Schwer tat sich Schmidt, der Politik einmal als „Kampfsport“ bezeichnete, auch mit neuen Formen der politischen Willensbildung. Er war ein leidenschaftlicher Parlamentarier, für den der Bundestag die wichtigste Bühne der politischen Auseinandersetzung war; zur Welt der Bürgerinitiativen und „Wutbürger“ fand er keinen Zugang.
Sein betont nüchternes Verständnis von Politik, der Rolle und Aufgabe des Politikers war für Schmidt kein Vorwand für Prinzipien-, gar Skrupellosigkeit. Verantwortungsbewusstsein und Vernunft, gepaart mit „innerer Gelassenheit“ – das waren Tugenden, die er als unabdingbar für Bürger und Politiker im demokratischen, freiheitlichen Rechtsstaat ansah.
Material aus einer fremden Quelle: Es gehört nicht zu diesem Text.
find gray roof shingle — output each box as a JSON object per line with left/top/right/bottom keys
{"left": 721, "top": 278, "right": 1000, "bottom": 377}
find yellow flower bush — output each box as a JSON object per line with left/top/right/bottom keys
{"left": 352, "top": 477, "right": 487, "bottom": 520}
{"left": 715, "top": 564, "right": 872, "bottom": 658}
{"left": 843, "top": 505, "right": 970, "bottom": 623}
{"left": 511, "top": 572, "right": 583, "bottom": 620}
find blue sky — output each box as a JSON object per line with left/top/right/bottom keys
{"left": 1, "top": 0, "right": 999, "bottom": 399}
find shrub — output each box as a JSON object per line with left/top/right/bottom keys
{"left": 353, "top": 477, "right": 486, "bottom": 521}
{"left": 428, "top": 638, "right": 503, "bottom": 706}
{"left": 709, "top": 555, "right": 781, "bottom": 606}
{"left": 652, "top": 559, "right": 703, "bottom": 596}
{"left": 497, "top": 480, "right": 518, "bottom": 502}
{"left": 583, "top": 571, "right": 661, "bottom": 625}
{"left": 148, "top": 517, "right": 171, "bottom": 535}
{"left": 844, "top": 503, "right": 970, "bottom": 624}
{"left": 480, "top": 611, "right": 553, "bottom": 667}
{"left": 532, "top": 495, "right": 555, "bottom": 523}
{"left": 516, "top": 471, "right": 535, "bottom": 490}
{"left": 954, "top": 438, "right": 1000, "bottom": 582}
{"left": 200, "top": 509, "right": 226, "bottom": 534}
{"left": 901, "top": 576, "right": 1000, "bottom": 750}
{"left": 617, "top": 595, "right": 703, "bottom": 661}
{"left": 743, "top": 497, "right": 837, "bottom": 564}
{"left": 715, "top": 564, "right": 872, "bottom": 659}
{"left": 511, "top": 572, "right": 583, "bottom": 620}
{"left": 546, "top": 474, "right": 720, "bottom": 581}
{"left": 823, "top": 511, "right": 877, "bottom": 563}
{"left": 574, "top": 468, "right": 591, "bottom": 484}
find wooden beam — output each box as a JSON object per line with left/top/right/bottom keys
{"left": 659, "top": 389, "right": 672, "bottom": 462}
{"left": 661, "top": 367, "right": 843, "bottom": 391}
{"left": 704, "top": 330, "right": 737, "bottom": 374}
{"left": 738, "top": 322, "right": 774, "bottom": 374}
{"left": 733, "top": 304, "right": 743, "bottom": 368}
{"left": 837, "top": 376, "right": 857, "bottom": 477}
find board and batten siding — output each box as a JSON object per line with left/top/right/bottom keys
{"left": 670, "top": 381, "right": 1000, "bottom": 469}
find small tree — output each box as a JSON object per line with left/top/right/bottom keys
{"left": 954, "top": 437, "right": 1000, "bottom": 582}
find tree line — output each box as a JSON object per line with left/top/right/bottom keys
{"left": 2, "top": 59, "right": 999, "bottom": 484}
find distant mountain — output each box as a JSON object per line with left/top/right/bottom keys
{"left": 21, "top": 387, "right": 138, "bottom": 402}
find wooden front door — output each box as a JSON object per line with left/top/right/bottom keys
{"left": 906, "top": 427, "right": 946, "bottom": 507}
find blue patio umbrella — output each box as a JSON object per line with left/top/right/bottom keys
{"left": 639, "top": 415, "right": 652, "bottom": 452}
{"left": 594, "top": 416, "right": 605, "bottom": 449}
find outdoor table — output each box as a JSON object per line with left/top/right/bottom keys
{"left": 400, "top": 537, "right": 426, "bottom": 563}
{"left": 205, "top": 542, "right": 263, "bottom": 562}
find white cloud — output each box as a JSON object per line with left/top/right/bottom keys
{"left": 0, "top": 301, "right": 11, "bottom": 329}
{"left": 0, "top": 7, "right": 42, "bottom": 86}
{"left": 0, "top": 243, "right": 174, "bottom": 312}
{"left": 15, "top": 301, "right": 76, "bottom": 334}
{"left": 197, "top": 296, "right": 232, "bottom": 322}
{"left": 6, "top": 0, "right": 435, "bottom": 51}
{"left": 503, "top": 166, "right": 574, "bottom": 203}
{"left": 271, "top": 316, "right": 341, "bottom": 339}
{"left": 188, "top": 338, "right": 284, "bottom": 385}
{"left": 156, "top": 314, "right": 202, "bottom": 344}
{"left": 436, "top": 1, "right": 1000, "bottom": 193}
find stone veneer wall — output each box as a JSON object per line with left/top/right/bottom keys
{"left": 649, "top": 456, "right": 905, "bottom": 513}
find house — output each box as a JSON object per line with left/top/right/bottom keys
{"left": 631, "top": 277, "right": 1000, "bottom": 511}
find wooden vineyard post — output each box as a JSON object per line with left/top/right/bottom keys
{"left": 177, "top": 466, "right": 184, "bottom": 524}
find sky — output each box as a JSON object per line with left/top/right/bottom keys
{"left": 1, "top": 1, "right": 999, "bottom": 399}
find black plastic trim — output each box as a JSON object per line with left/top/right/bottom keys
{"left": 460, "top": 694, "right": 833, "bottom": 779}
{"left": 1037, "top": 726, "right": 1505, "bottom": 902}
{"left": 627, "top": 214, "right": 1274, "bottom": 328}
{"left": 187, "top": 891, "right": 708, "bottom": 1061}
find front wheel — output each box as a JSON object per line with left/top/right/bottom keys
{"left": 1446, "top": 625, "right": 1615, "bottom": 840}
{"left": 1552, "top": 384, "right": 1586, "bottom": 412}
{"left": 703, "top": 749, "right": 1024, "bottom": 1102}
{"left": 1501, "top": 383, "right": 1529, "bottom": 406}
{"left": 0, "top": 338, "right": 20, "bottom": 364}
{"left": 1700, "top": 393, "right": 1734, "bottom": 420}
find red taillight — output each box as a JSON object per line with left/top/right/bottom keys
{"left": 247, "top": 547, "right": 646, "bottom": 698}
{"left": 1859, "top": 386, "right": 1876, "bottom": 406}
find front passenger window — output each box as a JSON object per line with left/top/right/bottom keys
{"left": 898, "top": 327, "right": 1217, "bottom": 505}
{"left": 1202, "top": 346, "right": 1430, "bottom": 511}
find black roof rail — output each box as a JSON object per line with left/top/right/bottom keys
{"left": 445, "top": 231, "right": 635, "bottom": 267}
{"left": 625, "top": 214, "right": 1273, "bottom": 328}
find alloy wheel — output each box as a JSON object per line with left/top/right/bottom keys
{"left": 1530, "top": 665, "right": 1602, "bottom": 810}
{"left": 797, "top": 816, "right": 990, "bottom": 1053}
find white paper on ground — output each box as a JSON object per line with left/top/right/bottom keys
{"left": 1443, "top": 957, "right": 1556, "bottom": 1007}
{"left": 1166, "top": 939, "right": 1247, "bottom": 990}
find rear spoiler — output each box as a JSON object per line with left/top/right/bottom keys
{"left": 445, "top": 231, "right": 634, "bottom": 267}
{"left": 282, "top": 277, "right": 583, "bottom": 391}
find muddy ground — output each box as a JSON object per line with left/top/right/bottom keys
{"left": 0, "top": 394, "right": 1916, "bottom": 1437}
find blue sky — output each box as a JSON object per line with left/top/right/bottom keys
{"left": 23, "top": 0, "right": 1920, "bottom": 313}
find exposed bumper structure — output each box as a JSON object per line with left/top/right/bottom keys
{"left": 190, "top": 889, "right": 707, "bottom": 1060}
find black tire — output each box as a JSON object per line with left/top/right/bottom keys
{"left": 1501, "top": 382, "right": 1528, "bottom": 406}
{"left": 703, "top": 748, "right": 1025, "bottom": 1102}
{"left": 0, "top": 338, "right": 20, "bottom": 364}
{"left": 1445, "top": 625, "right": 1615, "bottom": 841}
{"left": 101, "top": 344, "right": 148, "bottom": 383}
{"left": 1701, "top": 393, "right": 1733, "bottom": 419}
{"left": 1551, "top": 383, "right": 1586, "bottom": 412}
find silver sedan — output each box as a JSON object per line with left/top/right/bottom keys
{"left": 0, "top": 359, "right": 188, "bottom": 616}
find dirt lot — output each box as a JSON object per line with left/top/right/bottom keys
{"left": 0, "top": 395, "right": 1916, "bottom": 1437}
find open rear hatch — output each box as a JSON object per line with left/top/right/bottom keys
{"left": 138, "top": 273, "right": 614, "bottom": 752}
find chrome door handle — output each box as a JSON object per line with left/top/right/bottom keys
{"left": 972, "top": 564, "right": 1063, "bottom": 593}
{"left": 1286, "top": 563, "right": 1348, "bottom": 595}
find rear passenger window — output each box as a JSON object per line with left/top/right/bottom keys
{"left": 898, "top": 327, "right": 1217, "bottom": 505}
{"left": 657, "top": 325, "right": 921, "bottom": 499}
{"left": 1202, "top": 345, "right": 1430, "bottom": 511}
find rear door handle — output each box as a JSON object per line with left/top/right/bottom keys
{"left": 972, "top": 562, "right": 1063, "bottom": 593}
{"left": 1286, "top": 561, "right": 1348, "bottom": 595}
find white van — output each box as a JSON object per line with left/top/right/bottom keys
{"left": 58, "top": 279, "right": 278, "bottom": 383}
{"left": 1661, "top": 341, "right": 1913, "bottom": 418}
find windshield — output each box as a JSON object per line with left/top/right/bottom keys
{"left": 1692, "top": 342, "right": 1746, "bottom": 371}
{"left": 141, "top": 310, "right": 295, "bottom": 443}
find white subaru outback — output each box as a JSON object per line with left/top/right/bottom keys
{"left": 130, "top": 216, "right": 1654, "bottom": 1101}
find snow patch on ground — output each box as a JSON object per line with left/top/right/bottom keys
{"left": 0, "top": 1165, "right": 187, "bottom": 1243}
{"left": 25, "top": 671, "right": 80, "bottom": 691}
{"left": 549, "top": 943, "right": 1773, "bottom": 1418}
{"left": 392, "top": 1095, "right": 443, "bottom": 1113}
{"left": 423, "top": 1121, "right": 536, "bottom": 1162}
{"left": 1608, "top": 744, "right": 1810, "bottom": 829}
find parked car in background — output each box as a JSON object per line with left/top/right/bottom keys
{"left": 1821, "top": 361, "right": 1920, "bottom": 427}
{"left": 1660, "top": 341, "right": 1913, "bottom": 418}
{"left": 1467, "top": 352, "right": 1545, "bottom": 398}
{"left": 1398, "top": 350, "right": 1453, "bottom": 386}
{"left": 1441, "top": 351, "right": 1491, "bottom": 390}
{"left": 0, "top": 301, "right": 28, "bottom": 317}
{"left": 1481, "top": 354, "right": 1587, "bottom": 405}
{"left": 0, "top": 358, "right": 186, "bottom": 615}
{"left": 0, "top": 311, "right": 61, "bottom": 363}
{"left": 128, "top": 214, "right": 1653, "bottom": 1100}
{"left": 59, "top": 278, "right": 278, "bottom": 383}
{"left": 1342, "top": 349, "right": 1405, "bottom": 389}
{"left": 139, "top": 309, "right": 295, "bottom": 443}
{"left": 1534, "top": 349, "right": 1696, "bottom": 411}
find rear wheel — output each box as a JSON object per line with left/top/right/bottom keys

Hanseatisch kühl im Auftreten, war Helmut Schmidt gleichwohl zeitlebens ein leidenschaftlicher Politiker. Die Leidenschaft für die Politik, die Freude am politischen Streit ließen ihn auch nicht los, als das Alter ihm sichtlich zusetzte. Ein auch dann noch zu apodiktischen Urteilen neigender Diskutant mit messerscharfem Verstand, ein gelegentlich offensichtlich ungeduldiger Zuhörer, die unvermeidliche Zigarette zwischen den Fingern – so bleibt Helmut Schmidt in Erinnerung. In Erinnerung bleibt auch ein Mann, der über Jahrzehnte eine prägende Rolle in der deutschen Politik spielte. Ein Mann, der dieses Land als Kanzler besonnen durch wirtschaftlich und politisch schwierige, unruhige Zeiten lotste.